転轍器

古き良き時代の鉄道情景

東武東上線大山の記憶

 「板橋区大山町」へ行くのにただ一度、東武東上線へ乗ったことを覚えている。たった一度なのに何故覚えているか。池袋のヤードで国鉄と私鉄の貨車が並んでいたこと。見慣れた車掌車ではない外国形のようなカブースがいたこと。私鉄沿線なのに貨物ヤードが広がっていたこと等々。これらの印象と大きくカーブした大山駅、駅から続く商店街の街並み、東日本でしか見られない鳩マークの「イトーヨーカドー」を初めて見たこと等々、鉄道情景とその時代の雰囲気がリンクして半世紀前の光景が蘇ってくる。池袋-北池袋-下板橋-大山間わずか3Kmの往復で、乗車したツートンカラーの電車は吊りかけ音を聞いた気もするし、キハ58顔の最新形も乗ったようにも思う。この後セイジクリーム色1色に塗り替えられたので東上線でのツートンカラーは一層印象深いものとなった。昭和49(1974)年の思い出である。

 鉄道趣味でご縁ができた「東上線ブログ」さんにカーブを描く大山駅の写真をお願いする。デザインもカラーリングも一新された現在の東上線に度肝を抜かれる。編成は長くなって駅ホーム前後の商店街へ続く踏切にはかからないのだろかなど余計な心配をする。
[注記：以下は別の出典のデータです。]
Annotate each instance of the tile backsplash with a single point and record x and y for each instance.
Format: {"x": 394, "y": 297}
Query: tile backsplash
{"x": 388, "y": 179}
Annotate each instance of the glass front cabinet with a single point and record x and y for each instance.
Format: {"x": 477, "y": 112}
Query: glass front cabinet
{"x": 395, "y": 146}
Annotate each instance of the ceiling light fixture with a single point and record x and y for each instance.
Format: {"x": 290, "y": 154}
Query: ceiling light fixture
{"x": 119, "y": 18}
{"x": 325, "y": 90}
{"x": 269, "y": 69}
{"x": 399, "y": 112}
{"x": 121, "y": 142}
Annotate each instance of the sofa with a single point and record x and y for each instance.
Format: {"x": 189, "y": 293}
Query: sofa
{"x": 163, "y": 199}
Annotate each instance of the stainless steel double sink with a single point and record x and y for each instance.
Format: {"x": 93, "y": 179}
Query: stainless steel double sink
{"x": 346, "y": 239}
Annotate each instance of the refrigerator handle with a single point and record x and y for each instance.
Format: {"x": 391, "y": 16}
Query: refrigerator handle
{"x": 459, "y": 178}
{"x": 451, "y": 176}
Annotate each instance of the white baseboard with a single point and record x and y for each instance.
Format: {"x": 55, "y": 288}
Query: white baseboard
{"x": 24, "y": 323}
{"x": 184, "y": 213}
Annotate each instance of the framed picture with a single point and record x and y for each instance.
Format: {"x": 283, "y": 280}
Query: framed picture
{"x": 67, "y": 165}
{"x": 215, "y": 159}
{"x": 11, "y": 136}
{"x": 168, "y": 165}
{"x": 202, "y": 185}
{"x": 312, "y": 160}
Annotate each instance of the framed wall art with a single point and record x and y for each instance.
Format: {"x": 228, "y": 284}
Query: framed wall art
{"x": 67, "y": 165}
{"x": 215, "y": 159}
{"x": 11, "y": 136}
 下板橋方を遠望すると電留線が写っている。池袋から乗った電車の進行左側に編成が休む景色があっただろうかと記憶を手繰り寄せてみる。工場地帯の貨物線が並んでいたような気がするが、その位置に電留線もあったのかもしれない。東上線下板橋付近や国鉄赤羽線板橋、山手線池袋、目白構内は不思議な貨物地帯が視界に飛び込んでいたのに、もう少し興味を抱いて再訪していたらまた違った知見が得られていたことであろう。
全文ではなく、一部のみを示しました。